Елисавет узнала о случившемся между двумя приступами тошноты: беременность ее протекала на редкость тяжело. И ведь это надо было таить от всех! Между тем все об этом знали и похихикивали над Елисавет — кто открыто, кто втихомолку. Словом, такой несчастной она себя давно не чувствовала. Особенно когда тщилась затянуть в корсет талию, которая полнела день ото дня…
Она отяжелела и отупела. Ей хотелось только, чтобы все это поскорей кончилось. Ей сейчас было не до удовлетворения собственного тщеславия. От мыслей о престоле, о глупом Петре, о наглой Катьке Долгорукой воротило с души, как от запаха прогорклого масла.

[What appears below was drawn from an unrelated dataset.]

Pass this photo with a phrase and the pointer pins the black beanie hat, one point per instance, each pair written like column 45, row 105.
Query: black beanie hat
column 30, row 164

Самым тяжким испытанием для нее явилось пребывание на официальном обручении, где ей пришлось смотреть на ненавистную Долгорукую как бы радостными глазами и заверять соперницу в своей преданности.
С явным усилием выпрямившись после реверанса и поцелуя руки государевой невесты (да, пришлось пройти даже через это!), Елисавет увидела желчную, недовольную физиономию Остермана — и ей немножко полегчало на душе при мысли, что и ему так же солоно, как ей. Она по-прежнему видела в Остермане союзника и надеялась в случае чего на его поддержку. Между тем Андрей Иванович, который был по своей натуре истинным флюгером, давно уже отвернулся от дочери Петра Великого, в коей видел только распутную девку, не более того. Симпатии его теперь клонились к другой стороне, но пока что он таил их весьма тщательно.
Конец 1729 года прошел для Елисавет в глубочайшем унынии. Она словно бы впала в спячку, однако в первых же числах января ее разбудила поразительная новость: Петр простудился и умирает! Народ, любивший своего юного государя с тем пылом, с каким всегда любили своих властителей простодушные и наивные русские, веками верившие в доброго царя, день и ночь толпился у Кремля, молился, надеялся на лучшее. Однако сын злополучного Алексея Петровича, видимо, так же, как и отец, не был создан ни для счастья, ни для долгой жизни. Он умер (загадочная это история — его смерть!), и русский престол освободился для…
Для кого?!
Иван Долгорукий попытался выкрикнуть на престол сестру свою Екатерину, однако его никто не поддержал.
Остерман интриговал в пользу онемечившейся герцогини Курляндской Анны Иоанновны. И для него, и для всей многочисленной немецкой партии в России это был самый лучший, самый желанный вариант. Собрался Верховный совет. Решили звать Анну Иоанновну на царство, принудив ее подписать «кондиции», ограничивавшие ее власть.